Russian poet (1877–1932)

Maximilian Alexandrovich Kirienko-Voloshin (Максимилиа́н Алекса́ндрович Кирие́нко-Воло́шин; May 28, [O.S. May 16] 1877 – August 11, 1932), commonly known as Max Voloshin, was a Russian poet. He was one of the significant representatives of the symbolist movement in Russian culture and literature. He became famous as a poet and a critic of literature and the arts, being published in many contemporary magazines of the early 20th century, including Vesy, Zolotoye runo ('The Golden Fleece'), and Apollon. He was known for his translations of a number of French poetic and prose works into Russian.

==Biography==

===Early life===
Voloshin was born in Kiev in 1877. He spent his early childhood in Sevastopol and Taganrog. Reportedly, "his schooling included a few years at the Polivanov establishment and a school in the Crimea, where in 1893 his mother had bought a cheap plot of land at Koktebel." After secondary school, Voloshin entered Moscow University during "a time of the resurgence of the radical student movement in Russia." Voloshin reportedly actively participated in it, "which resulted in his expulsion from the University in 1899."

Not discouraged, Voloshin "resumed his travels the length and breadth of Russia, often on foot." In 1900, he worked with an expedition surveying the route of the Orenburg-Tashkent Railway.
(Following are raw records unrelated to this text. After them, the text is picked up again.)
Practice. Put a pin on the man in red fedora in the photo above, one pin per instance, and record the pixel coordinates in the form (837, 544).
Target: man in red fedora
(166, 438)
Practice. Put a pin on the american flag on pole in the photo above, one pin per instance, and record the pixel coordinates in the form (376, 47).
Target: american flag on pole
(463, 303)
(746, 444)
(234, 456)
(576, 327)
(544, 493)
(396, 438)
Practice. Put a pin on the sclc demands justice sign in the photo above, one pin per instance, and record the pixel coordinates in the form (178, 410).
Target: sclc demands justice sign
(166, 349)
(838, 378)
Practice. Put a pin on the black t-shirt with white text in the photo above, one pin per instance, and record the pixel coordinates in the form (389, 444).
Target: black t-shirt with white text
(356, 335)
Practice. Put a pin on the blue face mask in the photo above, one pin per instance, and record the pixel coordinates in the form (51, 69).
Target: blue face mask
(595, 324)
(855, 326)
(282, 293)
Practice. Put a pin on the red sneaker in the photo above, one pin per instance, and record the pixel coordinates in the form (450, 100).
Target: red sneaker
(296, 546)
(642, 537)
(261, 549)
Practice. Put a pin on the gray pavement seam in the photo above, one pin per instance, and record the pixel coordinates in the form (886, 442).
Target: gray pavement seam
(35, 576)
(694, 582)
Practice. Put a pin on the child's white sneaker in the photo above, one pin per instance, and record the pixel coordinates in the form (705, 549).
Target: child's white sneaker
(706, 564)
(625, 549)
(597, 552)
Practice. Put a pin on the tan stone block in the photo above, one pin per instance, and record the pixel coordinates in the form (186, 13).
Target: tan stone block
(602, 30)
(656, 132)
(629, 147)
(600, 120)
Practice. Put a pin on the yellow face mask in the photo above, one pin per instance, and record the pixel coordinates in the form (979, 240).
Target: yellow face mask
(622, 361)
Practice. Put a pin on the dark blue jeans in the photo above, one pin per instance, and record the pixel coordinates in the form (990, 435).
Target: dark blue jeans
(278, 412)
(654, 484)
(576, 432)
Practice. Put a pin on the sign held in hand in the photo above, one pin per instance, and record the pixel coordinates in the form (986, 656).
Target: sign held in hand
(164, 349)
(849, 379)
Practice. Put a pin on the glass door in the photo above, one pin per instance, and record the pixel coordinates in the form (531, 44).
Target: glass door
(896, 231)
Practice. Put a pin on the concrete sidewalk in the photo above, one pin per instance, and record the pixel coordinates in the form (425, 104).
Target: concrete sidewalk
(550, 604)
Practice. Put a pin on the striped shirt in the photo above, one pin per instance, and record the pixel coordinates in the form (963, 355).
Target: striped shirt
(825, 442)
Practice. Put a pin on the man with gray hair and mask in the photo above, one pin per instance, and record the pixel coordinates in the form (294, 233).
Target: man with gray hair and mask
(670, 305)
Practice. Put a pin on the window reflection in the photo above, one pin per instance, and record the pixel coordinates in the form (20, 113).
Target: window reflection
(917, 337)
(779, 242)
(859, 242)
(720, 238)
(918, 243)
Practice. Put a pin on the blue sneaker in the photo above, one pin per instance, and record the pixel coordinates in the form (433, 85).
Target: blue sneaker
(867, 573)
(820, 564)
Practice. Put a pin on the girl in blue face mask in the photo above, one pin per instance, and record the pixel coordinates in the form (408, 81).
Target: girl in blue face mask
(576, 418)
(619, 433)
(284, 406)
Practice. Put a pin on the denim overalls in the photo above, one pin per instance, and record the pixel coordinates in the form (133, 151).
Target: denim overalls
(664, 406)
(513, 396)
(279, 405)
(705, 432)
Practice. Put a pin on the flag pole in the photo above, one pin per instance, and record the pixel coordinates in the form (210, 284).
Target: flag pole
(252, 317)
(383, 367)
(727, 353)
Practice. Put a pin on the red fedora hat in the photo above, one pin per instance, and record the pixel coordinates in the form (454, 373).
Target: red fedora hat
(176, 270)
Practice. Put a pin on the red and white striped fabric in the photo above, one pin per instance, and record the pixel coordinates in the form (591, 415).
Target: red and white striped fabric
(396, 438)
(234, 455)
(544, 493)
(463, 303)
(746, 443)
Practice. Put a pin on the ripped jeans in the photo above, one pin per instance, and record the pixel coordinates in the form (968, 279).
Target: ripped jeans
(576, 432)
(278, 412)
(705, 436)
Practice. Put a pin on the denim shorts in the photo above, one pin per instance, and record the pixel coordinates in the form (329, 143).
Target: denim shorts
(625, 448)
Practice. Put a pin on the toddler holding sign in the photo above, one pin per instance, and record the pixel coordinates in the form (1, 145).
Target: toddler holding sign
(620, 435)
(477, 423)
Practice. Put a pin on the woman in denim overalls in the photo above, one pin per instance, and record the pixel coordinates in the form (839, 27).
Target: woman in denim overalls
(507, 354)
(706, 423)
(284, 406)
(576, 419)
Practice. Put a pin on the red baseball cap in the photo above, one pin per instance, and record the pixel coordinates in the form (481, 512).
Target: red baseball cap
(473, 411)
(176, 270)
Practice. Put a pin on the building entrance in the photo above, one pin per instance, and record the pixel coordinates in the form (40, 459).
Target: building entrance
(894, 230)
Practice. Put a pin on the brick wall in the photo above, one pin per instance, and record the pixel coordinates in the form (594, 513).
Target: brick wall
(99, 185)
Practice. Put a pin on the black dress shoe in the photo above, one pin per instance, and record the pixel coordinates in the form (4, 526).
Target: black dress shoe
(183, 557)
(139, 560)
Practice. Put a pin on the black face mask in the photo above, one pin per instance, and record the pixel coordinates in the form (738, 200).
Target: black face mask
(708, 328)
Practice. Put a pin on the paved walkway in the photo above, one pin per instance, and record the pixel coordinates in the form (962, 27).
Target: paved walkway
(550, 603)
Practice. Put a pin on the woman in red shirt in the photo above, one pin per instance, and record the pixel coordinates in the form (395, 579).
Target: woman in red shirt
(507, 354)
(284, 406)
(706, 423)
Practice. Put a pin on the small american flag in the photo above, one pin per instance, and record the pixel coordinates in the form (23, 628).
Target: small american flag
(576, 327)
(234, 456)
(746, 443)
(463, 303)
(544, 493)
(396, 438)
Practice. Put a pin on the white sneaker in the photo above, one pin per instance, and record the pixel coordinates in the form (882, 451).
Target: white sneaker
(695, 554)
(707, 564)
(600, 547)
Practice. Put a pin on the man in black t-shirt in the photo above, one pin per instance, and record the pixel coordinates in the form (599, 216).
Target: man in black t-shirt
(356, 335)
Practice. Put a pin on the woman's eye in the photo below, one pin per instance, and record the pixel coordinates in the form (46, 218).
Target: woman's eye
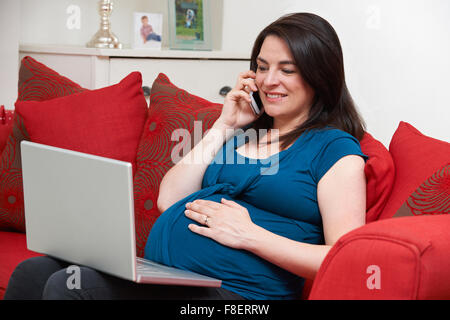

He described this period in his life as:

The last year of the hateful 19th century was coming to an end; 1900 was the year of Vladimir Solovyov's Three Talks and his letter on the end of world history, the year of the Boxer Rebellion in China, a year when in different parts of Russia, several Russian boys, who later became poets and carriers of its spirit, clearly and tangibly felt the changes of the times. In the steppes and deserts of Turkestan, where I led camel caravans, I went through the same experiences in the same days as Blok in the Shakhmatovo swamps, and Bely at the walls of the Novodevichy Convent.

Upon his return to Moscow, Voloshin did not seek reinstatement at the university, but continued his travels to such places as Western Europe, Greece, Turkey, and Egypt. Reportedly, "his stay in Paris and travels all over France had a particularly deep effect on" him and he came back to Russia "a veritable Parisian."
While during this time in Russia there were "numerous literary groups and trends, known as the Silver Age," Voloshin remained aloof despite "being a close friend of many outstanding cultural figures of the day". In verses devoted to Valery Bryusov he wrote: "In your world, I am a passerby, close to all and yet a stranger to all."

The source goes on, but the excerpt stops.